The U.S. Highway 66 Association was organized in Tulsa, Oklahoma in 1927.  Its purpose was to get U.S. Highway 66 paved from end to end and to promote tourism on the highway.

The organization was similar to many that existed before the creation of federal highways in 1926, including those that promoted the Lincoln Highway and the National Old Trails Highway.

John T. Woodruff of Springfield, Missouri was elected the first president. The association began to advertise the highway in magazines, on billboards, and brochures.  The continued push to completely pave the highway and complete an unfinished section (Watson Road in St. Louis, Missouri) paid off, the road was fully paved and completed in 1938, including a cut-off across New Mexico, bypassing a loop through Santa Fe.

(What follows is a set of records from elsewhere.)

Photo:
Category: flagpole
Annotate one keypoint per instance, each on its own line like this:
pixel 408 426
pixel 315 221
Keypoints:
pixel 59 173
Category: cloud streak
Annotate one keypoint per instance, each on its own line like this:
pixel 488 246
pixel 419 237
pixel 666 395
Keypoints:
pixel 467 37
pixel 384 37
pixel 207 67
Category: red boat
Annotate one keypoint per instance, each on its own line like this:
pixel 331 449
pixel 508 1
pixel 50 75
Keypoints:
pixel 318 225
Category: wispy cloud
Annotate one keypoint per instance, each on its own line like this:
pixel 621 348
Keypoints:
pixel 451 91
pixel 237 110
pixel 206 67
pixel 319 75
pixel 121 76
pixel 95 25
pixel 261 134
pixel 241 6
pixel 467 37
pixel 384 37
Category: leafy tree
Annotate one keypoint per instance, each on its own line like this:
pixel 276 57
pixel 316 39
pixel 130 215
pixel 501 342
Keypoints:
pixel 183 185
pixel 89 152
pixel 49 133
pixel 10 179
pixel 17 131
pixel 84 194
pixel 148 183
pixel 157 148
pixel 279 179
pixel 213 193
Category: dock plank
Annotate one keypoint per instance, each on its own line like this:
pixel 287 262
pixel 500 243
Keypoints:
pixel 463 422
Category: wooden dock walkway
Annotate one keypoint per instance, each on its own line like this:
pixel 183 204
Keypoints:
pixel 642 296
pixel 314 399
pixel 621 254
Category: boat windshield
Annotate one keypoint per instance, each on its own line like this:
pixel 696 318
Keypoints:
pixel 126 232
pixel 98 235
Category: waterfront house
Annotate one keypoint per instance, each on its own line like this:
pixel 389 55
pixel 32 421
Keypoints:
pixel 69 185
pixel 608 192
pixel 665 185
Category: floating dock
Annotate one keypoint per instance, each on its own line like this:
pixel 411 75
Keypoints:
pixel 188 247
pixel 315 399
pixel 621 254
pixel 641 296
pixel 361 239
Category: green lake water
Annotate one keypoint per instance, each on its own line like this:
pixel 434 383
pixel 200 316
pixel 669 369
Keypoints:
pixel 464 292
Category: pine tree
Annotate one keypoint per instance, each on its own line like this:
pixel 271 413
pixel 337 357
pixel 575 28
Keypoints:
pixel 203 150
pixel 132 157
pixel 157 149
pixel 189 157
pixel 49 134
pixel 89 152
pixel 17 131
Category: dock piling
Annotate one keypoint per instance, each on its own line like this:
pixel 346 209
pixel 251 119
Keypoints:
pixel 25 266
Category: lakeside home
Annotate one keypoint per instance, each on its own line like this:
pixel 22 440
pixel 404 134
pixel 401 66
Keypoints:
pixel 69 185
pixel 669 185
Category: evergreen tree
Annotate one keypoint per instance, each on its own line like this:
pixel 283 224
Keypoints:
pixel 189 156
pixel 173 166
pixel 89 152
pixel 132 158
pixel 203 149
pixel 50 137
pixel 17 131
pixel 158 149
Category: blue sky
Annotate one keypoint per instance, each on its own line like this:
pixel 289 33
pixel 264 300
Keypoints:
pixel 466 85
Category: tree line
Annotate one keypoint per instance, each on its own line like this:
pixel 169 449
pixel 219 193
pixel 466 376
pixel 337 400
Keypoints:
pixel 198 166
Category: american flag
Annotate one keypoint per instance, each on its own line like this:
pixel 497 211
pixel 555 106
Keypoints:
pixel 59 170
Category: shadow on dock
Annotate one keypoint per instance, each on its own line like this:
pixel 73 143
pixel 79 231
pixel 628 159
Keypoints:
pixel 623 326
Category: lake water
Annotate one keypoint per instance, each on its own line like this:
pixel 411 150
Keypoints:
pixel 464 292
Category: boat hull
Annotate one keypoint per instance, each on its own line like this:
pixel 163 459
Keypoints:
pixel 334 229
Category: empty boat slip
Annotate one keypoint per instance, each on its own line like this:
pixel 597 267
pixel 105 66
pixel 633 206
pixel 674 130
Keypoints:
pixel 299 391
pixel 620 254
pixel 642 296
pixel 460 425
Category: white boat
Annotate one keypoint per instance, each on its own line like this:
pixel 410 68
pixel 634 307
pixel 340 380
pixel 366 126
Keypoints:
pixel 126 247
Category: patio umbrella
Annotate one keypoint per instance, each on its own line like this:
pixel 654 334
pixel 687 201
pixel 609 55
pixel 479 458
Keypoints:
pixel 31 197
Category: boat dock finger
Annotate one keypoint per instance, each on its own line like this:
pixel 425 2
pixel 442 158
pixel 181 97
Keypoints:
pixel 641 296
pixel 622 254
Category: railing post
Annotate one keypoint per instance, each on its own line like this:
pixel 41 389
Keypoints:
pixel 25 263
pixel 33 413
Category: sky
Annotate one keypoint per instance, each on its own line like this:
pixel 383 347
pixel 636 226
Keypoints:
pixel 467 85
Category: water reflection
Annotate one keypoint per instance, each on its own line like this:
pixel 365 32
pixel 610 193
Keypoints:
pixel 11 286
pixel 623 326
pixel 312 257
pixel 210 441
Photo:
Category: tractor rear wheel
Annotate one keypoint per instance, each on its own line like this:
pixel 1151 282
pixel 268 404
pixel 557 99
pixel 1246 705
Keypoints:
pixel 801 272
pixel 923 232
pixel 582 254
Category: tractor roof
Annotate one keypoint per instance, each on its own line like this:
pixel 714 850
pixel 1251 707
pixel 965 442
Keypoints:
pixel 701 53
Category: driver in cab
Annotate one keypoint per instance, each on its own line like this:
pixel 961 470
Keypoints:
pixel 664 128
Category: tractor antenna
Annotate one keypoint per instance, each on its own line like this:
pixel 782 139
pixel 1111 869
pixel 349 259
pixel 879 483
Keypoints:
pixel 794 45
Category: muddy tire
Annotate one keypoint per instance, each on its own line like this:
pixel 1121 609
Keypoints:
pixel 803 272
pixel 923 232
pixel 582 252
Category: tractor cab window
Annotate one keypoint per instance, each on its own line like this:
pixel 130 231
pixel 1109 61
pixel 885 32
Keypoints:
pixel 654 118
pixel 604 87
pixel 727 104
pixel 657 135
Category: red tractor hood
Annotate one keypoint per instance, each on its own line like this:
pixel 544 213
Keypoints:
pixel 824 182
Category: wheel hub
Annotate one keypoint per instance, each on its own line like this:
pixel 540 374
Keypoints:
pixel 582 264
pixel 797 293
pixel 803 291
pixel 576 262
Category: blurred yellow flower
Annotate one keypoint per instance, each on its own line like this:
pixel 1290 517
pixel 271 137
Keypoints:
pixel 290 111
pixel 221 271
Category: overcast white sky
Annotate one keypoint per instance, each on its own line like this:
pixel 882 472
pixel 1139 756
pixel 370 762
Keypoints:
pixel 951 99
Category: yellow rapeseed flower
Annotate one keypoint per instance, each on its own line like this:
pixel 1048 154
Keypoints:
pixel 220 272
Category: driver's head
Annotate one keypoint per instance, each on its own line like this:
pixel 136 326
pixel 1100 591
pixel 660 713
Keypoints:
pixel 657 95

The U.S. Highway 66 Association curtailed activities when World War II rationing of rubber and fuel disrupted leisure travel. In 1947, Jack and Gladys Cutberth revived the organization in Clinton, Oklahoma to promote "the shortest, fastest year-round best across the scenic West" with "800 miles of 4-lane highway".

In 1955, construction began on the new Interstate Highway System.  As these new interstates began to replace longer and longer sections of the old highway, the group in 1970 changed its name to the Main Street of America Association and continued to stand as a voice for the older highway. The association published its last brochure in 1974; the brochure's cover referenced the new interstate highways that would lead to its demise.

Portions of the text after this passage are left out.